Hail thee, festival day!
Blessed day to be hallowed forever;
Day when the Holy GhostShone in the world full of grace.
The song that ushered us in to Easter upon the first alleluia-shout leads me through the park, over a bridge, to the riverside. We, the parish, gather here, outdoors today. Today we’ve traded stained glass for leaves, a full choir for one or two shaky speakers. It’s Pentecost, when things get wild.
Well, at least, our Episcopal version of it—with folding chairs to sit in and folding walkers set aside, with vestments, with bulletins, and a Table set for Body and Blood. We’re gathered in the shade and the wind is in the trees the whole time we sing and speak and stand and sit. I’m trying to think of that Lauren Winner quote about how only Jesus could get us together to do such strange things.
Today, though, it’s the Holy Spirit who comes with fire, who descends like the wind of creation. Today, we plan to read the Gospel simultaneously aloud, in different languages, though no tongues dance above our heads.
It’s lovely and odd when the time comes, with a handful of myriad tongues loose with scripture, disparate paces making swells and lulls with an underlying hum, just like the cicadas that will take this place by force in the heat of the coming months.

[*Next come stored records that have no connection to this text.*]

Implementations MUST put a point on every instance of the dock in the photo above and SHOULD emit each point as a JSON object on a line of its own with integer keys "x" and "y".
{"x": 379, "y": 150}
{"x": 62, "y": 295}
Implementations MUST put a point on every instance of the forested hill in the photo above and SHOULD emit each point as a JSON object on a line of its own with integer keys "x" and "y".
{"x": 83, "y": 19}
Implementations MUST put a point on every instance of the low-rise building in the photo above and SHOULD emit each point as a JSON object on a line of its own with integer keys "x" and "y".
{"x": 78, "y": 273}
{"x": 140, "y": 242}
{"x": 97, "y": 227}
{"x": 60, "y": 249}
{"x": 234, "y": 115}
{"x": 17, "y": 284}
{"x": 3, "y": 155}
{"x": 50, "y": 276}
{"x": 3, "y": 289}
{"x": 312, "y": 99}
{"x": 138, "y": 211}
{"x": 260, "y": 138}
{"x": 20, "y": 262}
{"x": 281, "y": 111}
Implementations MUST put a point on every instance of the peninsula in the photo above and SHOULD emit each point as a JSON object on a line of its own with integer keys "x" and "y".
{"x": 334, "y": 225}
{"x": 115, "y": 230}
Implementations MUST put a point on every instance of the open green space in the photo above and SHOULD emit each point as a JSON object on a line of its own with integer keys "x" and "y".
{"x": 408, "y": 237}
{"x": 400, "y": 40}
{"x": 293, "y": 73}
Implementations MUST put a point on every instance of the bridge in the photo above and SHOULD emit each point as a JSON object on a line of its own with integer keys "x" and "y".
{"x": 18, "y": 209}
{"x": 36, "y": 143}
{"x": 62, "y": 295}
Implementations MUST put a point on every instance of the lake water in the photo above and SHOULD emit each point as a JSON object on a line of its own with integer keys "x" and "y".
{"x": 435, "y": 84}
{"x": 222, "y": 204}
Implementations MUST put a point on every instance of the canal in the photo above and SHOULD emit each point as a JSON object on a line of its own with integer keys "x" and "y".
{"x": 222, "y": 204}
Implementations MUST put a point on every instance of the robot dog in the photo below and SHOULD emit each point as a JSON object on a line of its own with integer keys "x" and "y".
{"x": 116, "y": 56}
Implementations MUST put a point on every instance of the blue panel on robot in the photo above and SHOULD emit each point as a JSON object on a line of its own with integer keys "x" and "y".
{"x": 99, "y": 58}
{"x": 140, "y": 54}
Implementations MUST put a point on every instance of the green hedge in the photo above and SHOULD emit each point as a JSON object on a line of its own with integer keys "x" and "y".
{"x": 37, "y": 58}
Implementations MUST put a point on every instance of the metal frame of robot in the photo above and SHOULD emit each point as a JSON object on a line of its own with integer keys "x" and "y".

When the last language stops speaking and we’ve bookended our reading with the bolded proclamation, Praise to you, Lord Christ, I look down to realize that I’ve been clenching the edge of the picnic table the entire time, the grooves leaving marks of anxiety in my fingers. The mixed and hurried murmuring in the crowd, though spoken from a page, stopped my heart with the forgotten familiarity of the old days with phrases forced, to conjure the gift, of rally-cries, of tears streaming for healing, healing, healing in strange sounds in a land with no interpreters, the healing that never came or at least, we couldn’t see. Those were the days when falling out in the Spirit felt a lot like being pushed down by a human hand, and Tongues turned into just another pretty way to sing. The Holy Ghost became a prop to push our own agendas, that otherworldly Prayer Language another way to add our own footnotes.
I haven’t had to look back, not really, in a number of years, but here I am, enveloped by such strange sounds. And as soon as I feel smothered by them, I wonder if I’ve tamed God.
But then I steal a glance at the Table prepared in this version of wilderness by the river—I think of the Creator ordering chaos, of Christ walking and dying with us only to rise again, of the Companion and Comforter of the Holy Spirit. God does such strange things with Body and Blood, with Water and Flame, and it all still seems pretty wild to me.
I pray for my tongue to be afire with it all.